Cognate is not an affiliate of NWBO. They are its manufacture; its clinical vendor. So, I imagine that you would not be forced to sell out of Cognate if it were public because the audit of NWBO is not of Cognate.

Prior to every single consulting job a conflict of interest check request is submitted before the work can begin.. That must be cleared. I doubt a large COI department would have turned down NW Bio work because one of their employees sat on a Board to a competitor of its manufacturing/vendor. That's insane. No one would end up being able to accept any assignment! In fact I'm certain that does not occur. Relationships with Vendors are not considered conflicts. Nor are firm contract with all competitors.
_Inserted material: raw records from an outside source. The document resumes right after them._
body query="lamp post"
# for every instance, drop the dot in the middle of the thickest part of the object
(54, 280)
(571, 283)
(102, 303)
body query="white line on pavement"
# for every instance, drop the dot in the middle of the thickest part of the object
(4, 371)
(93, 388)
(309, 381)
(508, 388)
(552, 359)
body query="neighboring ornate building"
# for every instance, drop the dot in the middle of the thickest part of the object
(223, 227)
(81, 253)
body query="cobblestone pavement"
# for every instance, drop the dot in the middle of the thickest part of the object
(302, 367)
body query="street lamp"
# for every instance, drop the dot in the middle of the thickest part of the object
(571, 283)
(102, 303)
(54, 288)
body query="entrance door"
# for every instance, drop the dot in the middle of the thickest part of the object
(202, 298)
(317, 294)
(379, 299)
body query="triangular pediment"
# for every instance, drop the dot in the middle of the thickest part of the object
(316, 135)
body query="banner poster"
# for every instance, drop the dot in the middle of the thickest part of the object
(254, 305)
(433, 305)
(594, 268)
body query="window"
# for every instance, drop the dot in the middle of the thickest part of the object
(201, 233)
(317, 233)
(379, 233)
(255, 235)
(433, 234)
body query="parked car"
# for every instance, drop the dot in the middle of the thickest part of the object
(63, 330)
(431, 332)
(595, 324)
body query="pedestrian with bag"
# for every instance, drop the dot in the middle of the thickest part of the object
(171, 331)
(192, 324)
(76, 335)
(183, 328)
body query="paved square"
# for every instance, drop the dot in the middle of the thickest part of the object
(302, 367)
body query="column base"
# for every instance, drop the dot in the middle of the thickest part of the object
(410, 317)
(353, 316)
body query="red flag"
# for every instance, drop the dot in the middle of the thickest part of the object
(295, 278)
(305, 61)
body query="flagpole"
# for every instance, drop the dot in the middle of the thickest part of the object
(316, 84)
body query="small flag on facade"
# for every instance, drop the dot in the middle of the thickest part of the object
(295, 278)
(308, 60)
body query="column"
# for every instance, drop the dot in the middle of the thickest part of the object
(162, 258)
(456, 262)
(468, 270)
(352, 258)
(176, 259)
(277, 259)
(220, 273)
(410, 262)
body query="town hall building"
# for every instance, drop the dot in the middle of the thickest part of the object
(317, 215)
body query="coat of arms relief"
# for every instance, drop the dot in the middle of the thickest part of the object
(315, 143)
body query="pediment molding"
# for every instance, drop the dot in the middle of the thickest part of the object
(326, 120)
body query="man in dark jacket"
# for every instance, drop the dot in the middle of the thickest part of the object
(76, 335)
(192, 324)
Consulting firms work for competitor all the time. (An audit firm will rarely do management consult of the same client; its a conflict (often but not always) to provide advisory consultant to companies of the books you audit.) The COI occurs when consultants over time, as industry experience is obtained by work done on multiple projects, and those projects subject them to COI due to exposure to competitive information. As a firm you first vett the firm, and then you review employee resumes before staffing them on the job(s) - a whole other department for that. And so you to suggest that OP should have turned down the engagement because an employee sat on a Board to a manufacture competitor is not how it works. They would and should have taken the engagement. It was at the staffing point that a "potential" conflict arose. And I doubt it would have been caught unless they were so familiar with all aspects of NWBO. But that would not be the case, as they don't get that information prior to signing the MSA, the SOW, and all the NDAs. If anyone other than KW been on that assignment, there would be no issue. Whatsoever! NDA's were signed. Cognate would not be mentioned in it, but would be protected under it because they were NWBO's vendor. And so they were. OP did the right thing by removing themselves as given the nature of the engagement it would be in poor taste for the firm to continue, because an employee was on a competitive Board that was in litigation. Did you even notice how NWBO poised CP's termination in that press release as "potential" COI. Well that is because technically Cognate it is not an affiliate. The only thing that OP could have done better is research the firm prior to staffing; but I imagine Woodford suggested Wolf completely unaware that she joined a new Board, so staffing may have been determined prior to the MSA.